The liability of indorsers, inter se, in the absence of express agreement to the contrary, is that expressed by the paper; their liability is successive, not joint; they are not cosureties, and the doctrine of contribution does not obtain. Moody v. Findley, 43 Ala. 167; 28 L.R.A. (N.S.) 1039. Accommodation parties are liable in the order in which they indorse. Code 1907, § 5023.
Andrews Peach, of Sheffield, for appellee.
As between the parties, parol evidence was admissible to show whether there was an agreement as to what their respective liabilities should be. Long v. Gwin, 188 Ala. 196, 66 So. 88; 2 Randolph, Com. Paper, § 778; Code 1907, § 5023. Although bills are drawn and indorsed for accommodation, it is competent for one, when sued, to show by parol that the agreement was to contribute jointly in case of loss. Rhodes v. Sherrod, 9 Ala. 63.
Section 5023 of the Code provides that —
"As respects one another, indorsers are liable prima facie in the order in which they indorse; but evidence is admissible to show that as between or among themselves they have agreed otherwise."
This rule, of course, applies to accommodation as well as to regular indorsers. In Braham v. Atwood, 3 Stew. 247, and later in Sherrod v. Rhodes, 5 Ala. 683, 691, it was held that —
"The fact merely, that two or more persons were successive accommodation indorsers for another, did not make them cosureties, but that to constitute that relation there must be an agreement between them to that effect, or some fact or circumstance must exist from which it may be inferred that they intended to be bound as cosureties, although they have not signed the instrument jointly, but successively."
This has always been the law.
It may be that the special plea was subject to demurrer for want of an unequivocal allegation that there was an agreement between plaintiff and defendant, express or implied, that they were to be jointly liable as indorsers or sureties for the Patterson Grocery Company. But we think that the plea, as for that objection, was not subject to a motion to strike it from the files. However, the record does not exhibit the motion, and the ground upon which it was based, if any, does not appear. Hence the trial court cannot be put in error for overruling the motion.
Motions which seek to strike out from pleadings supposedly irrelevant parts are addressed to the discretion of the trial court, and they may be overruled without error. Davis v.

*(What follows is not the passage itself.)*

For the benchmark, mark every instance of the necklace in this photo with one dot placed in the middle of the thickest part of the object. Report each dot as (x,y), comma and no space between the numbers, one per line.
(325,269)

L. N. R. Co., 108 Ala. 660, 18 So. 687; Tuscaloosa R. U. Co. v. Lewis, 207 Ala. 463, 93 So. 386.
The plea in question was faulty in its unnecessary allegations of mere matters of inducement; but those allegations did not change the legal effect of the plea, and their presence could not possibly have prejudiced plaintiff, but quite the contrary. As matters of evidence, we can discover no valid objection to their admissibility, since they served to show the relation of the parties to the grocery company and its managing owners, and to explain their conduct and to shed light on their intentions in placing their indorsements on these notes. For these purposes those matters had some evidential value, though it may have been slight.
Conceding, without deciding, that defendant was improperly allowed to ask plaintiff, on cross-examination if his visit to Sheffield shortly before these notes were indorsed was not for the purpose of aiding his brother-in-law, Feldman, to buy out the Patterson Grocery Company, the error cannot serve as a ground for reversal of the judgment. The defendant had already testified to that effect, fully and specifically, without objection from the plaintiff, and the latter had made no denial of the fact on his direct examination. Hence, if the matter could be deemed prejudicial at all, the prejudice was already complete.
The issue of joint or successive indorsement and suretyship was clearly submitted to the jury as the decisive issue in the case, and we find no erroneous ruling of the trial court which could justify a reversal of the judgment.
Affirmed.
ANDERSON, C. J., and McCLELLAN and THOMAS, JJ., concur.